MasterofProject

Analysis of file directory in Foundry Cloud application example life cycle

Label Foundry CloudDEASource code
1005 people read comment(0) Collection Report
Classification:

In Foundry Cloud, the application is running on the DEA, and the application in its own life cycle, its own file directory will also with different cycle, make different changes.

The created from an application to start an app), stop a stop an app) application, delete a (delete an app) application, restart a (restart an app) application, application crash, the closure of the DEA, start the DEA, DEA abnormal exit after the restart, this several aspects, analysis of changes in the application directory.

The Foundry Cloud described in this article is limited to the V1 version, the V2 version will follow up.

An app start

An app start mainly refers to the application of the user request, so Foundry Cloud to create an application, or to start an application. It should be noted that, in the an app start before, Foundry Cloud every DEA in the app does not have the file. A DEA to accept an app start request, the DEA must from local storage droplet, droplet download and under the DEA of the node where the path to a file decompression modified droplet, started at the end of the droplet after extracting the application startup scripts. In this case, the DEA file system will have a corresponding file directory exists.

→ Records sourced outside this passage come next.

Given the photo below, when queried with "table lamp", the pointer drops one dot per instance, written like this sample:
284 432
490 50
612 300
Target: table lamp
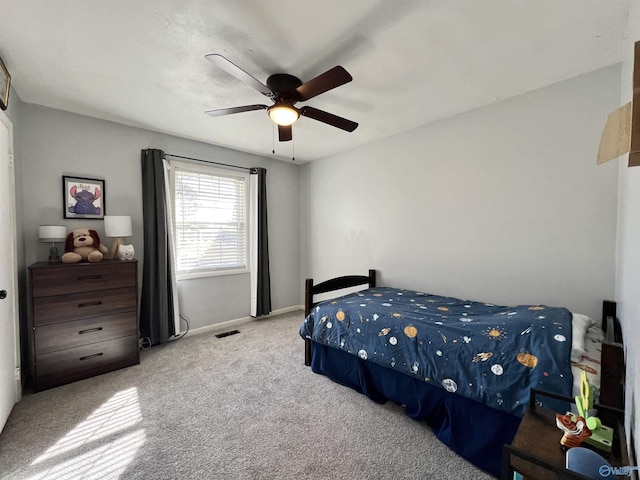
117 226
52 234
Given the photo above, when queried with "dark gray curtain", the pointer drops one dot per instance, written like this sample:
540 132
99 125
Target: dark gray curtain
156 303
263 279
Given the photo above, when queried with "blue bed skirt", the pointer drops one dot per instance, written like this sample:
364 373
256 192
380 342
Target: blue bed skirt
472 430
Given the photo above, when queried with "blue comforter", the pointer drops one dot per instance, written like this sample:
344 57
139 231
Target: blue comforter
489 353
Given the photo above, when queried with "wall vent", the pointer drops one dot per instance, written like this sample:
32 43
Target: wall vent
226 334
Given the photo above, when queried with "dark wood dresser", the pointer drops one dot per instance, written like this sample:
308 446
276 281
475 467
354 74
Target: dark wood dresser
83 320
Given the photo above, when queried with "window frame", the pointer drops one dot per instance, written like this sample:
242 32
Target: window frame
216 172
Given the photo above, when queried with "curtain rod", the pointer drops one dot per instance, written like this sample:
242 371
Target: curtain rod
208 161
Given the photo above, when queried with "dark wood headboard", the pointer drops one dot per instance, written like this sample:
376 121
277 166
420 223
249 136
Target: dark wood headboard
612 379
337 283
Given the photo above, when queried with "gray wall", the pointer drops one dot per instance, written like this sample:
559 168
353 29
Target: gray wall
52 143
628 255
503 204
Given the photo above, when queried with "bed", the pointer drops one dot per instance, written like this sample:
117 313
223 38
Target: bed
464 367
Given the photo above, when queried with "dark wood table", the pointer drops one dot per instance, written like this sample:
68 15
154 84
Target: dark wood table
536 452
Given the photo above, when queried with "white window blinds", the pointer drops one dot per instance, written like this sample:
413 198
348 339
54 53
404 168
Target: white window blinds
210 221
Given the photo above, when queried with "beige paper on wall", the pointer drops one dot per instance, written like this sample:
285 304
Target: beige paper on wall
616 136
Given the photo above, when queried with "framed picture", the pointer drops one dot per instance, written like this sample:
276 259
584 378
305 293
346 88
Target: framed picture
5 83
83 197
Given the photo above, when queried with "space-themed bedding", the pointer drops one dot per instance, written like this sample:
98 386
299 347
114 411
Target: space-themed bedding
488 353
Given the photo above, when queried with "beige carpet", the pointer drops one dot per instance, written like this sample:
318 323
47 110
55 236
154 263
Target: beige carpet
240 407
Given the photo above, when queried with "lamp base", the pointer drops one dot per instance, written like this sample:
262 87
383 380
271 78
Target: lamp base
53 255
114 248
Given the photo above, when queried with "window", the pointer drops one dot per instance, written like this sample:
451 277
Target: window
210 220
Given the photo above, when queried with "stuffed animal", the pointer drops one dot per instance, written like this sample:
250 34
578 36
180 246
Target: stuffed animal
83 244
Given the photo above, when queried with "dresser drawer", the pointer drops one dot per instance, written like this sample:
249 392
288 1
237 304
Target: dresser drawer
64 308
85 361
81 277
58 336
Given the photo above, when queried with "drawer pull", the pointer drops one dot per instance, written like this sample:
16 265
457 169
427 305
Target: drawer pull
92 356
89 277
90 304
89 330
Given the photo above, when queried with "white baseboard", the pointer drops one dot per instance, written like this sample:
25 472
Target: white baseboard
231 324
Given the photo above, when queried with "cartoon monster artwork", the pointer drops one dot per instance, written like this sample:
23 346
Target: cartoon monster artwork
84 201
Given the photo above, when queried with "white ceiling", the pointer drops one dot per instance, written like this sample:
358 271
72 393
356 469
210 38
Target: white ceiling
141 62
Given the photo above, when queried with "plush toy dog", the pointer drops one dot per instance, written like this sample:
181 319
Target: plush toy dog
83 244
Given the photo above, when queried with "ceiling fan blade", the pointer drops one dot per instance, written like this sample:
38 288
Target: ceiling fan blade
229 111
232 69
329 118
330 79
285 133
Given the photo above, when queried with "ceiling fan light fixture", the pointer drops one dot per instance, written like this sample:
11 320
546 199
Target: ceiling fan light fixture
284 115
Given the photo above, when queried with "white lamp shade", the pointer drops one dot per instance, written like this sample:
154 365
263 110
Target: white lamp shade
52 233
117 226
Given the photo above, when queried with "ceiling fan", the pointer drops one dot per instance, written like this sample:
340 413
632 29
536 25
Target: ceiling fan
285 91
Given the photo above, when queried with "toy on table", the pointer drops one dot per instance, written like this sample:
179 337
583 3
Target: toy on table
83 244
601 435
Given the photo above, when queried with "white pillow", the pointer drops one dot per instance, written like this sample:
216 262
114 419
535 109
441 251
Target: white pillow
579 324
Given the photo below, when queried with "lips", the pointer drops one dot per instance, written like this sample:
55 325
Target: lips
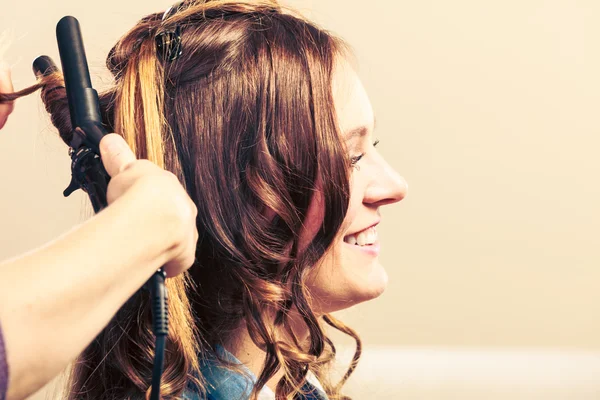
364 237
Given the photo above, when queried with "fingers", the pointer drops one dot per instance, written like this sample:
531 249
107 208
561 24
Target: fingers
5 87
116 154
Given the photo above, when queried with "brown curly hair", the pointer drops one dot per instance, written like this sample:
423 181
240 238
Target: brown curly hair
245 118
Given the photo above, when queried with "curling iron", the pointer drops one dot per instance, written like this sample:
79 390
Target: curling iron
87 171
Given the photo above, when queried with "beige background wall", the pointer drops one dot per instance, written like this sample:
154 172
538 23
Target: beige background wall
490 109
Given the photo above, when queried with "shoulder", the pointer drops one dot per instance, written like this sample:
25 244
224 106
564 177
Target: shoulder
223 383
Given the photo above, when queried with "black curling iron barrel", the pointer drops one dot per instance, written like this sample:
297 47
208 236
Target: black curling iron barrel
83 99
87 171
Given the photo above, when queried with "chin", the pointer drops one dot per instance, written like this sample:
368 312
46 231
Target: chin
355 287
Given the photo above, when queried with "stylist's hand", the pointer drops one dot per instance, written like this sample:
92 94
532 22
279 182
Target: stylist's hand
5 87
151 185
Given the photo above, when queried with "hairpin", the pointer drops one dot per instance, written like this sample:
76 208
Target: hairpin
168 42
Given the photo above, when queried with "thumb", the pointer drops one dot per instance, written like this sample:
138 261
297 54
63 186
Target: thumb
5 87
116 154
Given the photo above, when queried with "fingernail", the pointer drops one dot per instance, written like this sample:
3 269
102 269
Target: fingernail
115 146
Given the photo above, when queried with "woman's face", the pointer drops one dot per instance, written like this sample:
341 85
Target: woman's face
350 272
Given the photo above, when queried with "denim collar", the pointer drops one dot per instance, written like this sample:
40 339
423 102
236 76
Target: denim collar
225 384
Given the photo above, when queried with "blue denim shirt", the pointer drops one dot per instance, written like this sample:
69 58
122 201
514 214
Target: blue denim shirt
224 384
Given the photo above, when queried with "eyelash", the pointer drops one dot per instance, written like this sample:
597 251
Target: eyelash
354 160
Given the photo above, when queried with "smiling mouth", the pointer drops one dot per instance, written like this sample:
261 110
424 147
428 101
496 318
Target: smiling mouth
367 237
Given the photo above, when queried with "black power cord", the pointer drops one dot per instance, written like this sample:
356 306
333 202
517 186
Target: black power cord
87 170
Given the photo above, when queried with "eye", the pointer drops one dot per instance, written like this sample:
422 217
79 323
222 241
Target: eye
354 160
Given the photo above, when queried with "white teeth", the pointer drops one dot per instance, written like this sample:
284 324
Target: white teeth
350 239
366 237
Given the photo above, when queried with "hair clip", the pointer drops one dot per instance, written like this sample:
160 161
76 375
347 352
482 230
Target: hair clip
168 42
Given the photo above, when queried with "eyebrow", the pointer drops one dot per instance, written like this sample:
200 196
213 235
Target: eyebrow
356 132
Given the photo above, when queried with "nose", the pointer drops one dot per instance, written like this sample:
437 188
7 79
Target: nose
386 187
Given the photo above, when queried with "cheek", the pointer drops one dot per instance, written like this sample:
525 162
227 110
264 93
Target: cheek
312 222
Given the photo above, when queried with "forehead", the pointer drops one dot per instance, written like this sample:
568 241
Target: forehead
352 104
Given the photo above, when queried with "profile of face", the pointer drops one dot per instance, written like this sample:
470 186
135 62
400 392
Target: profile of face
350 272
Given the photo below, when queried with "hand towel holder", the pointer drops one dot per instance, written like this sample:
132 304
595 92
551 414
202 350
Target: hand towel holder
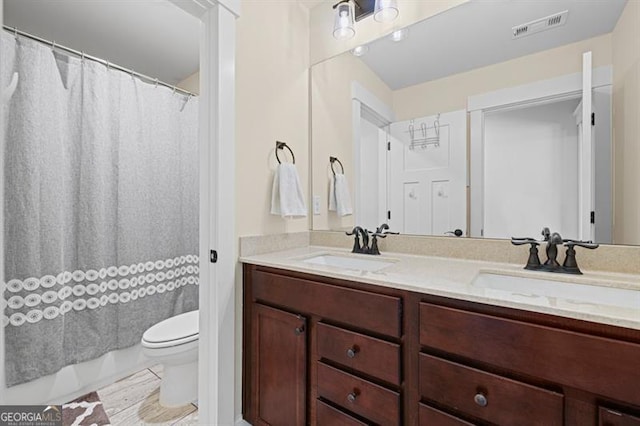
282 145
332 160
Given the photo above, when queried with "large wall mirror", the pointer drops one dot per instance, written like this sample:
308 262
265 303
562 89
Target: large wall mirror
494 118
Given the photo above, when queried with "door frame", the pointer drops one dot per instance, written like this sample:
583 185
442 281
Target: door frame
216 355
544 91
216 389
360 95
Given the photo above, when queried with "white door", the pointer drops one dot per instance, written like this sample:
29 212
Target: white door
586 165
427 174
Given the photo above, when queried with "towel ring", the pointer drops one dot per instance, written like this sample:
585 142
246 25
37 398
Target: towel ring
282 145
332 160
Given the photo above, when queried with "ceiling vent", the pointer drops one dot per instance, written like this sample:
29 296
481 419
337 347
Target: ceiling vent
540 25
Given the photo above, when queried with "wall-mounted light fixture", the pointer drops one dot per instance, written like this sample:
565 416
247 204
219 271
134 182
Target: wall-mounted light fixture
347 12
386 10
399 35
344 20
360 50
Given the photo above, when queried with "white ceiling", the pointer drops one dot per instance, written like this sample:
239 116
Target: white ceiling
312 3
478 33
153 37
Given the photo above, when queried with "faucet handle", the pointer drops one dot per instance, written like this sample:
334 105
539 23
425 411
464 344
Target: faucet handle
585 244
534 260
570 264
520 241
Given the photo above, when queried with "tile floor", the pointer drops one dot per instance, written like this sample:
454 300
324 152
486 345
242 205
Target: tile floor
134 401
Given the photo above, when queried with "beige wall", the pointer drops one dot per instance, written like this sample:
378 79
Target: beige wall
191 83
451 93
626 125
332 129
272 98
324 46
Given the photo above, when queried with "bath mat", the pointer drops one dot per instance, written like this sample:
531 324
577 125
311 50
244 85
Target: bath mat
85 411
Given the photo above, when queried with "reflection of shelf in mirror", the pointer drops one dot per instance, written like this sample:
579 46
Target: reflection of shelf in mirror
425 140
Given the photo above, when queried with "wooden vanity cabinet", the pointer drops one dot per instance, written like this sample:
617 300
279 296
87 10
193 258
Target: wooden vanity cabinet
611 417
279 358
323 351
345 368
491 365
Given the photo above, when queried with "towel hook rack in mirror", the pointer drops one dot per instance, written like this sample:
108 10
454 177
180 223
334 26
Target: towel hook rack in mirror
282 145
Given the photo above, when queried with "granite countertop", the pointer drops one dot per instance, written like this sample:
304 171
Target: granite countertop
607 298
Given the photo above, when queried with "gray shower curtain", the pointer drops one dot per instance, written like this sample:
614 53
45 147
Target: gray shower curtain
101 209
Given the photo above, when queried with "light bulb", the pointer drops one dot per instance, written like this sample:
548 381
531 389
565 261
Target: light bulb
399 35
343 25
360 50
386 10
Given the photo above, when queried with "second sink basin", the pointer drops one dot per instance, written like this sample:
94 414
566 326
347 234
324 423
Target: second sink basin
349 262
555 293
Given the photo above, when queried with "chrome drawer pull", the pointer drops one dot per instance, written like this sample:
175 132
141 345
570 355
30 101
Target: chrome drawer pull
481 400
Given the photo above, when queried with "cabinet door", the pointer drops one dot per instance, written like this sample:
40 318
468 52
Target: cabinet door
615 418
279 362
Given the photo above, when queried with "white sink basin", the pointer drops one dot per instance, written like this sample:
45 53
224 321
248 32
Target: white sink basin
349 262
555 293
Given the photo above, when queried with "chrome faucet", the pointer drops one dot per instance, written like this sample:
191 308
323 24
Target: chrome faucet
359 231
552 240
381 232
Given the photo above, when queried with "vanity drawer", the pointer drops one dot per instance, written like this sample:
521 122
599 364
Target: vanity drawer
599 365
363 353
609 417
362 309
330 416
429 416
374 402
487 396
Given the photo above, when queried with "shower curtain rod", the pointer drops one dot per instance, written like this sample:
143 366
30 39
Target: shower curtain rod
55 45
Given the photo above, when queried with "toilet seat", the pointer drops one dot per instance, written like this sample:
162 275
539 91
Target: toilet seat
174 331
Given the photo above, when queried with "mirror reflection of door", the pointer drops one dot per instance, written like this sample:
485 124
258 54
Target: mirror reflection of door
538 167
372 169
427 174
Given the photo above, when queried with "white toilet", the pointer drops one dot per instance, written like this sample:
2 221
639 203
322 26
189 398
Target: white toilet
174 343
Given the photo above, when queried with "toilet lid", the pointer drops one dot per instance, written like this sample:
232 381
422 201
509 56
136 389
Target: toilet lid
182 328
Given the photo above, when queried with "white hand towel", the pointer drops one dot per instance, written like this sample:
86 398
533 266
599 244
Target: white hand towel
286 196
339 196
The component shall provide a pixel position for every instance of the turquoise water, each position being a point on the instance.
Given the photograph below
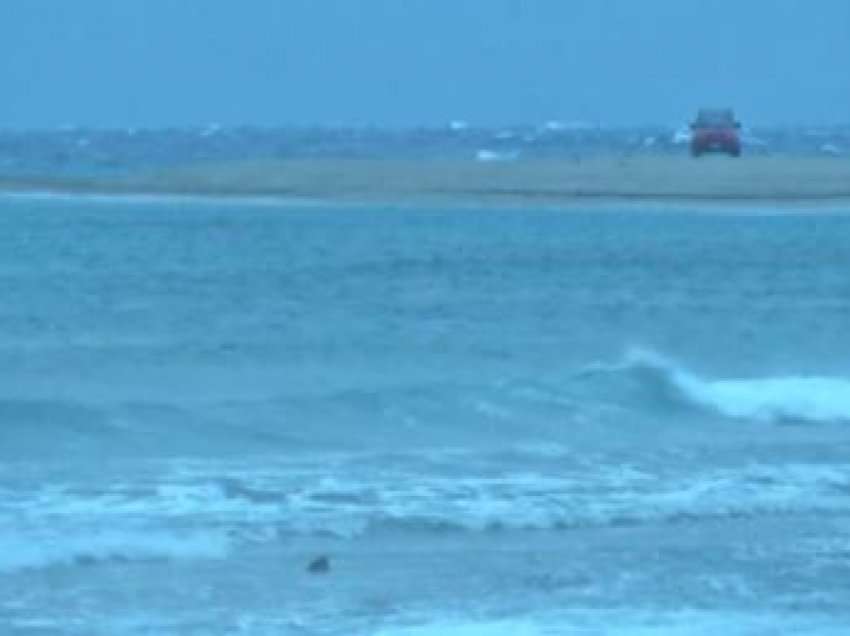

The above operation of the code to achieve, in the process_dea_start /dea/lib/dea/agent.rb method:

[ruby] View PlainCopy在代码上查看代码片派生到我的代码片
  1. Tgz_file =File(.Join@staged_dir,"#{sha1}.tgz")
  2. Instance_dir =File(.Join@apps_dir,"#{name}-#{instance_index}-#{instance_id}")
This part of the code generation applications where DEA compressed package file directory and the concrete implementation of the file directory, and in the subsequent success = stage app dir (bits file, bits URI and SHA1, tgz file, instance dir, the runtime) achieve download application source code to instance dir. After the completion of the start, more than instance_dir, is the application of the file path.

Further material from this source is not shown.